An old besotted fool makes racist remarks while his very, very young girlfriend tapes him and the world comes unhinged. Every news outlet covers the story, players threaten to strike, he is stripped of ownership and banned for life. People are OUTRAGED at his behavior.
An extremist kidnaps 300 young girls, forces the Christians among them to convert to Islam and demands payment or they will be sold to the highest bidder – and the most anyone can muster is a Twitter campaign. No one has threatened to strike, no one has been stripped of any power and the only people who seem to be truly OUTRAGED are the parents of these girls.
A celebrity is constantly in trouble with the law, eggs neighbors’ houses, gets arrested constantly and people are OUTRAGED at his behavior and want him deported back to Canada.
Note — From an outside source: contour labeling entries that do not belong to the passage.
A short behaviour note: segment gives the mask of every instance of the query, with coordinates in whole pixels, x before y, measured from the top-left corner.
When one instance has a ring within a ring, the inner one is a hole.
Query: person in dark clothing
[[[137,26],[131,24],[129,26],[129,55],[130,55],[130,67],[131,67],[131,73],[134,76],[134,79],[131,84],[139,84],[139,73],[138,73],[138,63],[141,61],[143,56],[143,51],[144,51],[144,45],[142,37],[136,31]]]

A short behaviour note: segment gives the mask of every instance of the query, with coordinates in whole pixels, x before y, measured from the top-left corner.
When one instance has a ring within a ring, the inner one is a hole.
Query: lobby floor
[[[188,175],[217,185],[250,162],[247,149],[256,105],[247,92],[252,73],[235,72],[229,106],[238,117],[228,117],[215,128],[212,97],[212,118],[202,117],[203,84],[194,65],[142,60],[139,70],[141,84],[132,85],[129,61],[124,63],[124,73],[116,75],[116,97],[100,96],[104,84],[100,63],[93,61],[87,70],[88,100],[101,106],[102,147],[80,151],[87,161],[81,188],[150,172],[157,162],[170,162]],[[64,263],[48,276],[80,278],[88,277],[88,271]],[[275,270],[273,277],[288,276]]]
A young pregnant Sudanese mother is sentenced to death for refusing to give up her Christianity. She has already been flogged for having intercourse with her husband because Sudan does not recognize her marriage to a Christian man because according to their law she is “really” Muslim because her father, who abandoned her at birth was Muslim – and therefore she has broken the law. This only warranted a small article on the newspaper and no one is particularly OUTRAGED by this incident – except maybe the young woman’s husband and small child.
A celebrity’s sister gets into a drunken brawl in an elevator and everyone is so OUTRAGED by her bad behavior that they keep showing the video over and over and over on television.
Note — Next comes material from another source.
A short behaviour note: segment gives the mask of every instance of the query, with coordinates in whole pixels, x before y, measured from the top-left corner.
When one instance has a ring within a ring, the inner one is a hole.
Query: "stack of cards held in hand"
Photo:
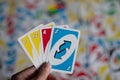
[[[55,23],[39,25],[18,39],[33,65],[49,62],[52,71],[72,73],[80,31]]]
Women are dying, being tortured and imprisoned all over the world for standing up for their rights to think for themselves, pursue their dreams and just live the life they deserve and the lack of OUTRAGE is deafening. There are no protests about the flogging of women for driving or not wearing the right clothing in public. There are no sanctions against countries where women who have been raped must be hidden away so their families won’t kill them to preserve their “honor”. There are no repercussions for governments who strip women of all of their rights and treat them as a man’s property.
Where is the National Organization for Women which is supposed to stand up for women? Are they so focused on making sure that American women have the right to choose and equal pay that they have lost sight of the fact that if women are mistreated ANYWHERE in the world it is not good for ANY WOMEN ANY WHERE?
When will the people in power in ALL countries – not just the United States – get OUTRAGED enough to take a stand – or have our leaders become the same kind of coward I am — afraid of what other countries will think – afraid that other countries will not follow.
We dishonor these brave women by our own lack of courage and lack of OUTRAGE at their treatment. I may be naive about how to stop the treatment of these women – but I can no longer be silent. I will let my OUTRAGE be known by anyone who will listen and if nothing else, I will know that I have honored their sacrifices and acknowledged their heroism.
I no longer wish to be part of the problem by being silent.